After switching system, often find the time difference for 8 hours. This is precisely the difference between GMT and UTC's because the two systems considered to be a time for hardware LocalTime another is considered to be UTC, so the solution is simple.
1.Windows amend Act
1.1 Setting UTC
- Click the Windows Start menu system and search for regedit.
- Navigation menu on the left, navigate to HKEY_LOCAL_MACHINE \ SYSTEM \ CurrentControlSet \ Control \ TimeZoneInformation.
- In the right window, right-click the blank space, and select New >> DWORD (32 bit) Value.

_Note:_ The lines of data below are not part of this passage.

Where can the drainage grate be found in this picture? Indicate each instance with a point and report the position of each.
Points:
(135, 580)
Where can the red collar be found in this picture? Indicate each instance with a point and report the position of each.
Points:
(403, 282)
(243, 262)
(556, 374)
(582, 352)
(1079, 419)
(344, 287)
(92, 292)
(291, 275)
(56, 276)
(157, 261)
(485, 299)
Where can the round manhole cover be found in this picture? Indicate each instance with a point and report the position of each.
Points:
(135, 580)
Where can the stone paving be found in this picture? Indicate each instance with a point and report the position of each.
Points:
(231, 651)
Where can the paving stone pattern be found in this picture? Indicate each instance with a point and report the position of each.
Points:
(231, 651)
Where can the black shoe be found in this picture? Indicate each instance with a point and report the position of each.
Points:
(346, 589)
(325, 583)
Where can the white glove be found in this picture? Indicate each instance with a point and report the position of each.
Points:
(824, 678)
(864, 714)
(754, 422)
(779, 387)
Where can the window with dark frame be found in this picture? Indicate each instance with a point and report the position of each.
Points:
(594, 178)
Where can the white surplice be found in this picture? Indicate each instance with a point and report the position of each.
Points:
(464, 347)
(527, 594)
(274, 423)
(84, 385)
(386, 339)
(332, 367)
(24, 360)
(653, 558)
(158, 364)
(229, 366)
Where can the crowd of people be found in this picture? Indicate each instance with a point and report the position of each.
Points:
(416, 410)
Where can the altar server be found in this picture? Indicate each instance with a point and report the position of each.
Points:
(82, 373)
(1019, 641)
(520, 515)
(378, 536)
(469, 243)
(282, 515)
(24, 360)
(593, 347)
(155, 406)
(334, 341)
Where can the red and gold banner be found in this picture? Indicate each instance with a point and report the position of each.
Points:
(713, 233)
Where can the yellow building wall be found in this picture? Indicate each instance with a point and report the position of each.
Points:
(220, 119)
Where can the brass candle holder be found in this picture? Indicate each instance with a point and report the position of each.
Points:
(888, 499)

- After that, you will generate a new entry, and the entry is highlighted by default. Rename this entry and set the value of 1 RealTimeIsUniversal.
1.2 recovery LocalTime
Cancel such settings.
2.Ubuntu amend Act
If the file / etc / adjtime absence, systemd assume the hardware clock is set to UTC.
2.1 Setting LocalTime
sudo timedatectl set-local-rtc 1
Remarks:
- This automatically generated / etc / adjtime, and updates the RTC; no further configuration.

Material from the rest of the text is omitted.